Fast Answer for Busy Riders ⚡ (TL;DR)
The MOTUS 8,5 NeoLite is the more complete scooter for most people: it rides noticeably more comfortably, brakes far more confidently, and offers better safety and value without punishing your back or your wallet. The CITYBLITZ Urbanize (CB050SZ) wins only if your absolute top priority is shaving every last gram and centimetre from your daily carry, and your trips are genuinely very short and very smooth. Choose the NeoLite if you want a real everyday scooter; choose the Urbanize if you want a powered alternative to walking that you can forget under your desk.
Stick around for the full breakdown - the devil, as always, sits in the details, and these two "lightweights" take very different paths to get there.
If you spend as much time on small scooters as I do, you quickly learn that "lightweight" can mean two very different things. It can mean clever engineering that stays practical - or it can mean a lot of corners quietly cut and sold back to you as "minimalism".
The CITYBLITZ Urbanize (CB050SZ) and the MOTUS 8,5 NeoLite both promise freedom from heavy, clunky commuters. On paper, they live in the same world: compact decks, modest motors, capped top speeds and prices that don't immediately trigger a bank meeting. In reality, they're built around very different ideas of what a small scooter should be.
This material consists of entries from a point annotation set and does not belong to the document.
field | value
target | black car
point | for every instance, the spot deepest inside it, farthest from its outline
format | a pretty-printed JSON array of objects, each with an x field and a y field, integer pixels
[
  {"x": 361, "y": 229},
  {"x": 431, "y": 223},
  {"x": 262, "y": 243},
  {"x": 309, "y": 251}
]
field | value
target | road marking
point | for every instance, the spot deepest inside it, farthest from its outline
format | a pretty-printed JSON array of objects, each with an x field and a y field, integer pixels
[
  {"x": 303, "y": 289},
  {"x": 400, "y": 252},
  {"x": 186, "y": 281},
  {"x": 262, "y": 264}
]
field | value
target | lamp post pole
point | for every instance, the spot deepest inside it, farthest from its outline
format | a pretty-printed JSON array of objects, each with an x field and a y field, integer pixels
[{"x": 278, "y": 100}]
The Urbanize is for the rider who wants something they can practically swing like a briefcase and use for very short dashes. The NeoLite is for the rider who still cares about comfort, safety and fun, even if the scooter is "just" for the last few kilometres. Let's dig in and see which one actually deserves your hallway space.
Who Are These For, and Why Compare Them?
Both scooters live in the entry-level to lower mid-range bracket, aimed squarely at city riders who value portability over brute force. They share similar capped speeds, similar claimed ranges, and they both promise to be light enough that you won't curse them on the stairs.
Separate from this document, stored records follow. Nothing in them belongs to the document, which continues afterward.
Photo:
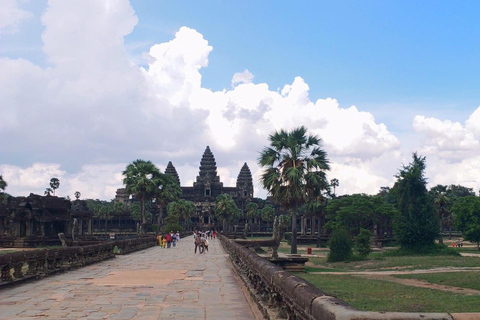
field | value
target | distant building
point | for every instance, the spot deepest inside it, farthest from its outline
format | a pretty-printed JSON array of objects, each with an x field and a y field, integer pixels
[{"x": 208, "y": 187}]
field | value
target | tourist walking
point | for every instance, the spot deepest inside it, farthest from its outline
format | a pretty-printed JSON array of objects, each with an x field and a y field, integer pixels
[
  {"x": 169, "y": 240},
  {"x": 174, "y": 239},
  {"x": 196, "y": 241}
]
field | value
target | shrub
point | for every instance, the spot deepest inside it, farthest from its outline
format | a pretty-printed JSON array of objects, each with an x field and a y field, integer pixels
[
  {"x": 340, "y": 246},
  {"x": 362, "y": 243}
]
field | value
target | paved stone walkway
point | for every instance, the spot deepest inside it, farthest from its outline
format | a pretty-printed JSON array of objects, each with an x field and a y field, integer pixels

Where they diverge is their target rider and how seriously they take "commuting". The Urbanize feels designed as a powered extension of your legs - short, flat hops from station to office, two or three stops down the tram line, that kind of thing. It's very much a "last-kilometre" scooter. The MOTUS, while still compact and modest, behaves more like a small real scooter: it'll comfortably do a few extra kilometres, soak up bad tarmac better, and stop with conviction instead of hope.
They're natural competitors for anyone choosing a first scooter for themselves or a teen, or for commuters who don't want a 20 kg monster - but do want something they can actually ride daily, not just on sunny days and perfect pavements.
Design & Build Quality
In the hand, the difference in design philosophy is obvious. The CITYBLITZ Urbanize is a slim, almost skeletal piece of matte-black aluminium. It looks neat and discreet, but also a bit spartan - like someone went down the spec sheet with a red pen and crossed out everything that wasn't strictly necessary to roll. The frame is decently rigid and the folding joint feels acceptable, but nothing about it screams "overbuilt". It's "just enough" engineering.
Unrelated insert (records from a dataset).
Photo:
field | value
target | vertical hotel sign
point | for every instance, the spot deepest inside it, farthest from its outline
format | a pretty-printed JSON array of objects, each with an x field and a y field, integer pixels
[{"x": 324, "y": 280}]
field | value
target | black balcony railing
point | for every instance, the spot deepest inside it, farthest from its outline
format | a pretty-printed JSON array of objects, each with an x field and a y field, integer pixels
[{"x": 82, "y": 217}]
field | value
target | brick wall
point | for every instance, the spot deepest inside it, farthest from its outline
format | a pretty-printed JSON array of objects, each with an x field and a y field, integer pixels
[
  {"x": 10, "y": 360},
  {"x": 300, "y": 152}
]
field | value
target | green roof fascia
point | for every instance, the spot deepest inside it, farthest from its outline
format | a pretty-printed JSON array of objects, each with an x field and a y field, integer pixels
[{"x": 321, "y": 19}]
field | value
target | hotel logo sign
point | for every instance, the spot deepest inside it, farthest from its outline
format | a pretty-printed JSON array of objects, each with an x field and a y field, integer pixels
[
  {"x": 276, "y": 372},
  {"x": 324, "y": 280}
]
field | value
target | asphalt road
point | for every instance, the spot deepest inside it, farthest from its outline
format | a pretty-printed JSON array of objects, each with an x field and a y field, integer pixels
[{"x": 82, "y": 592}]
The MOTUS NeoLite feels more "designed" than "assembled". The turquoise and silver frame is chunkier where it needs to be, welds look cleaner, and the whole scooter feels less like a generic OEM shell with a badge slapped on. The illuminated deck isn't just garnish; it's integrated in a way that makes the scooter look like a single product, not a collection of parts. When you flex the bars or rock the stem, it gives off fewer worrying noises and less play than the Urbanize after a few weeks of city abuse.
Ergonomically, the NeoLite also feels more sorted. The deck is wider, the grips are softer, and the cockpit layout is intuitive without trying to be clever. The Urbanize counters with height-adjustable handlebars, which is a nice touch, but the narrow deck and minimal padding remind you constantly that portability was the only god worshipped here.
In short: both are light and reasonably well screwed together for the price, but the MOTUS feels more like a finished consumer product, while the CITYBLITZ feels more like a very refined folding kick-scooter that got electrified.
Ride Comfort & Handling
Do a few kilometres over typical European pavements and the gap becomes brutal.
The Urbanize runs a honeycomb front tyre and a tiny, solid rear wheel, with no suspension at all. On perfect asphalt, it feels sharp and nimble, gliding along happily. The moment you leave that ideal surface - cracked concrete, paving stones, tram tracks - the scooter starts transmitting every insult of the road straight into your knees, wrists and dental fillings. After several kilometres of bumpy sidewalks during testing, I found myself actively re-routing to avoid rough sections. You can ride it, of course; your joints just won't thank you.
The NeoLite, in contrast, gives you a proper combo: pneumatic tyres front and rear plus a small front suspension. No, it's not a magic carpet - you still know you're on small wheels - but it takes the edge off pothole lips, cobbles and manhole covers. Where the Urbanize makes you slow down or brace for impact, the NeoLite lets you maintain pace and composure. Over time, that difference adds up to being less tired and more willing to actually use the scooter daily, not just when conditions are perfect.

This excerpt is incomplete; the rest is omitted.